Amazon Web Services (AWS) is making available in preview a C7gn instance on the Amazon Elastic Compute Cloud (Amazon EC2) based on AWS Graviton processors. The C7gn instances provide up to 200 Gbps network bandwidth and as much as 50% higher packet-processing performance compared to previous-generation C6gn instances.
Announced at the AWS re:Invent 2022 conference, these instances are based on Arm processor architecture that AWS provides as an alternative to x86 processors.
Rahul Kulkarni, director of product management for Amazon EC2, said interest in more efficient AWS Graviton processors has spiked sharply as the overall economic outlook softened. More IT teams than ever are being tasked with finding ways to reduce costs as the overall number of applications being deployed in the cloud continues to grow, he added.
While it’s not clear how many applications are being developed to run natively on Arm processors, Kulkarni noted that the process of refactoring existing applications to run on Arm processors is not as intensive for most applications as it was when previously moving applications from one class of processors to another.
Overall, AWS now offers more than 600 types virtual machine instances on its cloud platform, including a set of Inf2 instances, available in preview, based on custom AWS processors that are optimized for processing workloads that include machine learning algorithms that drive artificial intelligence (AI) models.
Every AWS instance takes advantage of a set of AWS Nitro Cards that offload the overhead virtualization creates so IT organizations can take full advantage of compute resources without having to allocate any resources to run virtualization software, noted Kulkarni. That virtualization tax is instead absorbed by AWS to reduce total cloud costs for the customer, he added.
In addition, more customers are taking advantage of tools such as AWS Cost Optimizer and AWS Karpenter for Kubernetes clusters that employ machine learning algorithms to identify opportunities to reduce the cost of cloud infrastructure by, for example, shifting workloads to different classes of services.
There are, of course, multiple strategies for containing cloud costs that range from committing to consuming a specified amount of compute resources annually at discounted rates to relying more on spot instances that are available for limited amounts of time. Less effective is moving workloads from one cloud provider to another simply because the total cost migrating workloads can be substantial depending on the number of proprietary application programming interfaces (APIs) that have been invoked.

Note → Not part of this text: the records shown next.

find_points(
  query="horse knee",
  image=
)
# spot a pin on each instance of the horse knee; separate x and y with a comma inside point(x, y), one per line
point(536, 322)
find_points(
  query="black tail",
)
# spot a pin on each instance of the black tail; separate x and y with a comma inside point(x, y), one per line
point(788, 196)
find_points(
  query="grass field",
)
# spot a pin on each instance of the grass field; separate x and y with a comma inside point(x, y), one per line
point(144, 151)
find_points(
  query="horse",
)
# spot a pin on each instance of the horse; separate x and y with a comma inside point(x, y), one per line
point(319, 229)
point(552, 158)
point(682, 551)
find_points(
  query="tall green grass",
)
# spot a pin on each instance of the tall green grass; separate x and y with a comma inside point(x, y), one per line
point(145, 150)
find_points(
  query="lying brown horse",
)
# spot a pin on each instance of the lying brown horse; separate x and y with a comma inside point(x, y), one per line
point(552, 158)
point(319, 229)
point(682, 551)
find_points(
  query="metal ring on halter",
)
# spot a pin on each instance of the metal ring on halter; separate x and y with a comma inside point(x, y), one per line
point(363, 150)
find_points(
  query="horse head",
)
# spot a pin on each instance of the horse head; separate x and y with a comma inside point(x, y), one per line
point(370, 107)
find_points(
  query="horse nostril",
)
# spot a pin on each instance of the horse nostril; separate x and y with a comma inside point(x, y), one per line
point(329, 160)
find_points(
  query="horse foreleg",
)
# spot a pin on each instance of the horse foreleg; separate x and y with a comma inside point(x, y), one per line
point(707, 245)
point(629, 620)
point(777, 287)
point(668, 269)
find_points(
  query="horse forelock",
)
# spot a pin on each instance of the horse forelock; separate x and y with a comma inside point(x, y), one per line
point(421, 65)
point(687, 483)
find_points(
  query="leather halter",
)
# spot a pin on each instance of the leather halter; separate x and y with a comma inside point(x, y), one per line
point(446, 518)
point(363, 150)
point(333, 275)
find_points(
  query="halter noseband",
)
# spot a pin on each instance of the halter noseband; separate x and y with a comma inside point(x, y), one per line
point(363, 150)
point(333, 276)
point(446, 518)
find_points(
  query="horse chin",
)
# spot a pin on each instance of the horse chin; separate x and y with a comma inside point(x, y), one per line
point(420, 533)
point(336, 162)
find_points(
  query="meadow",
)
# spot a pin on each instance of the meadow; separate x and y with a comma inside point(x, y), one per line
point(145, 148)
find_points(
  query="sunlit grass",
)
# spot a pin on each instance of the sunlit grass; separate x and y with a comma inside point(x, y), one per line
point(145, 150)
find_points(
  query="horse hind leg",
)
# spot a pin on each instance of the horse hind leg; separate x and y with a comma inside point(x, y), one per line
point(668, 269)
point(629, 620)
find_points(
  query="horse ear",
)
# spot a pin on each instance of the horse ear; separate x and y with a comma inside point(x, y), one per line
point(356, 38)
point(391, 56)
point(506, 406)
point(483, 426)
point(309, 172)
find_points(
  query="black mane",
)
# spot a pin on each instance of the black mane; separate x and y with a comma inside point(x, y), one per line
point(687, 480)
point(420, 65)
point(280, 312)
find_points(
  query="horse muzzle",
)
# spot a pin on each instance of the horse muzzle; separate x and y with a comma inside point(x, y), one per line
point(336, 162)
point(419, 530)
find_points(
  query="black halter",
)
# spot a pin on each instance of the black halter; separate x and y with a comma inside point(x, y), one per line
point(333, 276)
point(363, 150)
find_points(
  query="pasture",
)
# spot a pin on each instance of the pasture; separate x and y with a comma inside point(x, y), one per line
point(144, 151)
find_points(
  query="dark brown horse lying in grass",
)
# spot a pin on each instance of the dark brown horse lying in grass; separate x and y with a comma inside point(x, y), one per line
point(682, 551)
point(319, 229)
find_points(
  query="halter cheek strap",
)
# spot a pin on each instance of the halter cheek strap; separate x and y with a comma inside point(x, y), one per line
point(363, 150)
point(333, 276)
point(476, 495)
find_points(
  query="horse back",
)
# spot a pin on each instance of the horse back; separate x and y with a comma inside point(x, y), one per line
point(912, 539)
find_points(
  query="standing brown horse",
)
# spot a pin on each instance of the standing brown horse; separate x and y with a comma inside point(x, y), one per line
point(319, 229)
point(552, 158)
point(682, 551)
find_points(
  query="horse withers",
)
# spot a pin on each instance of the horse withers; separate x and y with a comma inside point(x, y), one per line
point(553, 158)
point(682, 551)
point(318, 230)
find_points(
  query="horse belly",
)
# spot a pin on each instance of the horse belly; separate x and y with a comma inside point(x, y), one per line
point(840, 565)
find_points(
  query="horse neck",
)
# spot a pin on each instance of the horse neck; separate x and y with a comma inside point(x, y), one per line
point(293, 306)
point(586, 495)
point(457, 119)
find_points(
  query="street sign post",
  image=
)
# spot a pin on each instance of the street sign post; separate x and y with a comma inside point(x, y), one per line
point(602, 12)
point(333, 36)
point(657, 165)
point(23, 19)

Regardless of approach, the days when developers were allowed to invoke cloud resources at will appear to have come to an end. Enterprise IT organizations are a lot more conscious of the total cost of IT in the cloud era. As a result, many of them are adopting financial operations (FinOps) best practices to maximize utilization of cloud infrastructure resources.
It’s not clear how readily IT organizations will embrace AWS Graviton alongside other classes of Arm processors to achieve that goal, but as the economic outlook continues to remain uncertain, there is no doubt all options are now on the table.